Next time your children groan at your dad jokes, your taste in clothes or the all-round general embarrassment you bring to their lives, remind them that it really can pay to keep the old folks on side. Particularly when it comes to the housing market, with the Bank of Mum & Dad (BoMD) now being involved in almost a quarter of all property transactions in the UK.
New figures show that the BoMD (which admittedly can extend to financial gifts from grandparents, aunts & uncles and, occasionally, friends) will fund approximately 23 per cent of property purchases in 2020. This is an increase from the BoMD assisting with 19 per cent of property purchases in 2019.
With viewing and valuations impossible to carry out during lockdown, the property market effectively came to a complete standstill at the end of March. However, the easing of restrictions over the summer months resulted in increased activity supported by Chancellor Rishi Sunak’s introduction of the Stamp Duty holiday for purchases of up to £500,000. Such an announcement has seen an increase in demand as individuals could save themselves anything up to £15,000 if they complete on their purchase before the scheme ends next March.
However, demand is one thing, finding lenders to meet that demand is another. With the economy struggling, the banks and building societies have wasted little time in tightening their criteria, with first-time buyers and the self-employed hardest hit. The challenges for youngsters are many: wages are stagnating, unemployment is rising, property prices remain high, interest rates are starting to climb, and the banks are not overly keen on lending anyway. What chance do these individuals have?
This is where the BoMD can and often does step in. In many cases the family home contains plenty of equity and parents might also have a pot of savings available. The question really becomes in the circumstances where BoMD do choose to assist their children, should the money come by way of a loan or should they give it as a gift? Does it really matter?
Well the answer to that is a definite yes. It matters for several reasons and the parties’ intentions need to be determined at the outset.
If the BoMD opt to provide the money by way of a loan, then the parents will clearly expect the money to be repaid at some point in the future. The terms of the loan should be clearly set out in writing to avoid any confusion or conflict at a later date. The loan agreement will deal with considerations such as repayments, interest, and various other factors and clearly set out the parties’ intentions moving forwards. The provisions should be discussed with a solicitor to ensure the agreement reflects exactly what the parties intend.
Parents should also consider taking security over the new property to ensure their interests are protected, the most common form of security in these circumstances would be a charge on the property but other options can be considered.

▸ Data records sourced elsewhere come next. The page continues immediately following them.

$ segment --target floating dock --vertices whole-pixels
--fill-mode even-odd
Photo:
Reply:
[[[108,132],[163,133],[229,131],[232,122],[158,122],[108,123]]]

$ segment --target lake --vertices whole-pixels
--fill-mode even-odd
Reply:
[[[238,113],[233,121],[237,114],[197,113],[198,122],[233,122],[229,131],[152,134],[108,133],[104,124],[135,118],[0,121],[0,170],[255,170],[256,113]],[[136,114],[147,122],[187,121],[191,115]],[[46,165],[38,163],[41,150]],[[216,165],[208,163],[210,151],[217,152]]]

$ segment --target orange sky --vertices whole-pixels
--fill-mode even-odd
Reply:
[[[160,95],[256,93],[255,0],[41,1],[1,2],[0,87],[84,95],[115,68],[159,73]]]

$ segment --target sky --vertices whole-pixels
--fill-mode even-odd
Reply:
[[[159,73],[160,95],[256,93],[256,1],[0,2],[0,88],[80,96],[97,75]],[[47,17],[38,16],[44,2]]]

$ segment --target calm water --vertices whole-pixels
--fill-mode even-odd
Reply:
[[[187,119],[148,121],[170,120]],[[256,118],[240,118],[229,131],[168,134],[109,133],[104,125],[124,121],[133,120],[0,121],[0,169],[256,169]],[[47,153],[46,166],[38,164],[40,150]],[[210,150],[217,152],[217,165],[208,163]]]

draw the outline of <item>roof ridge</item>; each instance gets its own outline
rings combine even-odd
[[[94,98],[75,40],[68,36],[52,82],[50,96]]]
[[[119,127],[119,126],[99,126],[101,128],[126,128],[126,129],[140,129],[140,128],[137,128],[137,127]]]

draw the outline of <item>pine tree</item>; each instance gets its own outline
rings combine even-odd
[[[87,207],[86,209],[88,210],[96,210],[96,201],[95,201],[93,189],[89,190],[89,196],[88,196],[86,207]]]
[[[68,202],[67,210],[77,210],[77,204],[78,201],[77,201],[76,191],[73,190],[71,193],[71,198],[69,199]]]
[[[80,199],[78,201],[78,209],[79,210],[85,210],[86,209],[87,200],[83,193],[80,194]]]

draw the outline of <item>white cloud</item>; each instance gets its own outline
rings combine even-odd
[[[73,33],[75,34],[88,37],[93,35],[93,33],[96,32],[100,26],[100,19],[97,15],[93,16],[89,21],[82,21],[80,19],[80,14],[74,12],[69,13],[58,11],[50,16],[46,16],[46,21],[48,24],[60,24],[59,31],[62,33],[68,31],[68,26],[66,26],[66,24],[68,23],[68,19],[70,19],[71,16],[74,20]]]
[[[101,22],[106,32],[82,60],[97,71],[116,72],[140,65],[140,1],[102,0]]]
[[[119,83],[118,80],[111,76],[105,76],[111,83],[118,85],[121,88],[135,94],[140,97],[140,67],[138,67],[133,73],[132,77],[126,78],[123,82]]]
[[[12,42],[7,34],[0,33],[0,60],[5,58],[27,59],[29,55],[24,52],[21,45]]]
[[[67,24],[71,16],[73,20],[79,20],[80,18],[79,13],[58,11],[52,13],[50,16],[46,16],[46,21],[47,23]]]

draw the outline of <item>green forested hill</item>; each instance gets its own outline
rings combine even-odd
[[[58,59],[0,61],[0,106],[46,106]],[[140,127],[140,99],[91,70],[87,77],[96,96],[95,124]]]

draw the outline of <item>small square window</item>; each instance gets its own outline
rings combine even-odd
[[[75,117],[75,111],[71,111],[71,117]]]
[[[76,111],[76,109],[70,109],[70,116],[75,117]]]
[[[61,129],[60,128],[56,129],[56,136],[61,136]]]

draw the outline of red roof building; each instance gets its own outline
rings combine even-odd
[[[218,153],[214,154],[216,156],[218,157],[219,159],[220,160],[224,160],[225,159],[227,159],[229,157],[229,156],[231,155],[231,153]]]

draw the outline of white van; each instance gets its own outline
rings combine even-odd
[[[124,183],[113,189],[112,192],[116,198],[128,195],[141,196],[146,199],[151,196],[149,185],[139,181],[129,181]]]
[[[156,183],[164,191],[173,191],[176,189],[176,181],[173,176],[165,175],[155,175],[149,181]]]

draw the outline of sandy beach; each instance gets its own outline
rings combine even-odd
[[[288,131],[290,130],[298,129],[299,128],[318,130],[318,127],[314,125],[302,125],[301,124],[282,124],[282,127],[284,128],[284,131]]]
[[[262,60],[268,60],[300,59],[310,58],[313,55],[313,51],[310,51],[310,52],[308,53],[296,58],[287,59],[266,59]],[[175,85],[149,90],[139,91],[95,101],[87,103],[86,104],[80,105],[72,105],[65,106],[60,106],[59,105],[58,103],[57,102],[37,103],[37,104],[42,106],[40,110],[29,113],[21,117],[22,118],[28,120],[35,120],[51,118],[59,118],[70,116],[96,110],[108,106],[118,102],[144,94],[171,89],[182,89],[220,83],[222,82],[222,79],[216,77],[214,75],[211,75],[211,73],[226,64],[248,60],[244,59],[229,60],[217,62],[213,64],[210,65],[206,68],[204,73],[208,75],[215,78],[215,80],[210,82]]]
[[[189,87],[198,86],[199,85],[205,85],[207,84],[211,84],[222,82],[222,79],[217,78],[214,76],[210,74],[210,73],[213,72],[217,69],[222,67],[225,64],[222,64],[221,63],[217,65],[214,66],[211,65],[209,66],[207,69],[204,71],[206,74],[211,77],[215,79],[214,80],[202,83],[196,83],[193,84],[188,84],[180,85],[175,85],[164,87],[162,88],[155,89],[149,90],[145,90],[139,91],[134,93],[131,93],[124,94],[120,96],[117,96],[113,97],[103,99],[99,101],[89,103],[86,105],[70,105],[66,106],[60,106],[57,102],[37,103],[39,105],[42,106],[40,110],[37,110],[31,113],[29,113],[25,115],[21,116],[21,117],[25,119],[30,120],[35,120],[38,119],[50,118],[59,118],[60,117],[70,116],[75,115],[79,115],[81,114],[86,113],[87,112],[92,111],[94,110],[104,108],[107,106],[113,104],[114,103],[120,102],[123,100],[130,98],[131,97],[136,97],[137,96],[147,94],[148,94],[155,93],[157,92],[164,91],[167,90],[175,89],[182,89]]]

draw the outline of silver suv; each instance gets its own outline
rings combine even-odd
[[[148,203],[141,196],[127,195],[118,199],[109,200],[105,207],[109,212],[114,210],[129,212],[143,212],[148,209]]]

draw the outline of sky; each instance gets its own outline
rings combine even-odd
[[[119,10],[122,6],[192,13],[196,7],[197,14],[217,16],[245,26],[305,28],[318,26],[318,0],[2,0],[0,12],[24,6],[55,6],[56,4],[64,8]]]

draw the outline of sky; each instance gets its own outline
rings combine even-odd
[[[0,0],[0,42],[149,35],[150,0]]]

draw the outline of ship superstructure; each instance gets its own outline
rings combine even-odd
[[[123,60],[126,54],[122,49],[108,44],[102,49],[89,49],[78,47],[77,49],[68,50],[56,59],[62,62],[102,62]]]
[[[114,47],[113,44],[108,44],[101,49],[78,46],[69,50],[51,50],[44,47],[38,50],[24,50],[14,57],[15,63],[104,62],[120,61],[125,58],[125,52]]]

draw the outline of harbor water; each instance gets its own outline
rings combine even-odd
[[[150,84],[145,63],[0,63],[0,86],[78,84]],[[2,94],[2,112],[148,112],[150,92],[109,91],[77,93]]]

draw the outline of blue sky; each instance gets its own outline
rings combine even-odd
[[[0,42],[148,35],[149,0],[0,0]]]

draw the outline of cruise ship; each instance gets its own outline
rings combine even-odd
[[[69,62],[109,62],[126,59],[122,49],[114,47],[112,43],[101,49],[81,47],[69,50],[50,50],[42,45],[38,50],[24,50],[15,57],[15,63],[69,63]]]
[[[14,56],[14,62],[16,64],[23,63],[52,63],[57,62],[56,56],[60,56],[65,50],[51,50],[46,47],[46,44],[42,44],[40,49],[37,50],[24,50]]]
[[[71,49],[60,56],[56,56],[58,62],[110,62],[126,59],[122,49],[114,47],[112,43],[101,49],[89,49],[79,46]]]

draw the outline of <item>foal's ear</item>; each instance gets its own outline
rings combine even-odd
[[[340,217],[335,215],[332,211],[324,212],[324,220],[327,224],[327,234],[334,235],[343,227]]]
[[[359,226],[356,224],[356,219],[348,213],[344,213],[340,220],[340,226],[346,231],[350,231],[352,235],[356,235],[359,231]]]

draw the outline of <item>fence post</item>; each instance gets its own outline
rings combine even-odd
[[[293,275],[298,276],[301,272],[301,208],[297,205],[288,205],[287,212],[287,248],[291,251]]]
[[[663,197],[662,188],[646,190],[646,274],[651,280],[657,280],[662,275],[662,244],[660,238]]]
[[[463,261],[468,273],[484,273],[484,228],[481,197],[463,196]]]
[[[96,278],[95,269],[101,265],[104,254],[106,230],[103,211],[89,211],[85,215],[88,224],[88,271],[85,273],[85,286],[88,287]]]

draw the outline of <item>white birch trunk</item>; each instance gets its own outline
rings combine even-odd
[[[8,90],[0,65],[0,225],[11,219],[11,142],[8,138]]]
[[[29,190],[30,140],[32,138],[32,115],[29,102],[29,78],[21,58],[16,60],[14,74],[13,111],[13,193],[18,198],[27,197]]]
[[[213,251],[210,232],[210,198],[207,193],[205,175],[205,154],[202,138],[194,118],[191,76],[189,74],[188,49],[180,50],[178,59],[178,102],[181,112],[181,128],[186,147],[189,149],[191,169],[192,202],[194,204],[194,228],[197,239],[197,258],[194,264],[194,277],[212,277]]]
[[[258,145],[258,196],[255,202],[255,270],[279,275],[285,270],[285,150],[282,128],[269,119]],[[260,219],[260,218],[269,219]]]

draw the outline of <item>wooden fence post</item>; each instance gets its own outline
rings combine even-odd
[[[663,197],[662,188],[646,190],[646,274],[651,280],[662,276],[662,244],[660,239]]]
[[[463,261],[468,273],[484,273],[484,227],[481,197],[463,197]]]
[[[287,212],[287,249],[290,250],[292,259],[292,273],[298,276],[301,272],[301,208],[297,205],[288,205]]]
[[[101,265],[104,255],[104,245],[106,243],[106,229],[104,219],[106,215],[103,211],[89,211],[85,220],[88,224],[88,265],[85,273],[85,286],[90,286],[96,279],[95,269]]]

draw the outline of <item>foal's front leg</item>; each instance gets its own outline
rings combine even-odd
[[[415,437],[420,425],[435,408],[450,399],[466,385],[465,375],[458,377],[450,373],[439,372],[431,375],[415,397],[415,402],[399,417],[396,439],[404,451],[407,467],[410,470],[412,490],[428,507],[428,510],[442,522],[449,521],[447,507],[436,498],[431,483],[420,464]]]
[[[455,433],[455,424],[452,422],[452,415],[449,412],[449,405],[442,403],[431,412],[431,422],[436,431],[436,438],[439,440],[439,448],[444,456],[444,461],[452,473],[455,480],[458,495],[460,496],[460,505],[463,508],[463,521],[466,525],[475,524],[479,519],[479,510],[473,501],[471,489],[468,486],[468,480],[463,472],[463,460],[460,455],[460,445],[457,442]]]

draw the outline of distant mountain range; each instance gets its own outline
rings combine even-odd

The terms of the agreement and the protection of the parent’s interests are factors that should be discussed at the outset with a solicitor because, as much as families love one another, emotions can soon change when money is involved and it is beneficial for all parties if the position is clearly identifiable before money exchanges hands.
If the money is a gift, then things are very different. The chances are the mortgage lender will ask the parents to sign a form to confirm that the money has been gifted, that they do not want it back and that they will have no financial interest in the property being purchased. This is nice and simple but there is another consideration – inheritance tax.
Outright financial gifts are known as ‘potentially exempt transfers’. No inheritance tax is due at the time of the gift. They are known as ‘potentially’ exempt because if the donor survives for seven years after making the gift, it is not included in the donor’s estate for inheritance tax purposes.
However, if they die within that period and the value of his or her estate (which will include all gifts made over the preceding seven years) exceeds the ‘nil-rate band’, then inheritance tax becomes due.
If the death occurs in the first three years following the awarding of the financial gift, the full amount of tax is due. Thereafter it tapers down by 20% each year so that in year 7, only 20% of the inheritance tax would be due and after that the gift is not subject to inheritance tax.
Whilst the BoMD has grown to effectively become the UK’s 11th biggest lender for mortgages in the UK, there can also be situations when the roles are reversed. There are times when children are called upon to help their parents, especially when it comes to care home fees. In such circumstances, it remains important to ensure the agreed terms are set out in writing and the children ensure they secure their interests in the same manner as explained above in relation to the BoMD.
A common way of protecting your assets from being swallowed up by costly care home fees is to place them into a Will trust. The trust fund will be held for the surviving spouse’s benefit for the remainder of their life, whilst being ringfenced to ensure they only go to your chosen beneficiaries following the second death.
However, any attempts to offload assets in a hurry to avoid care home fees can fall foul of the ‘deliberate deprivation of assets’ rule. A local authority, in its assessment of an individual’s finances for providing care costs, may include the value of any gifts previously made. The local authority must show that the individual had a reasonable expectation that he or she might would need care at the time of the gift and the avoidance of care charges must be a significant motivation. It may include money to help children get onto the property ladder, putting money into trust, paying off someone else’s debt or simply transferring a property into someone else’s name.
‘Deliberate deprivation’ still requires evidence from the local authority; it does not automatically apply as there could be valid reasons for an individual’s actions. It is therefore important to ensure individuals obtain the relevant legal advice before taking any action.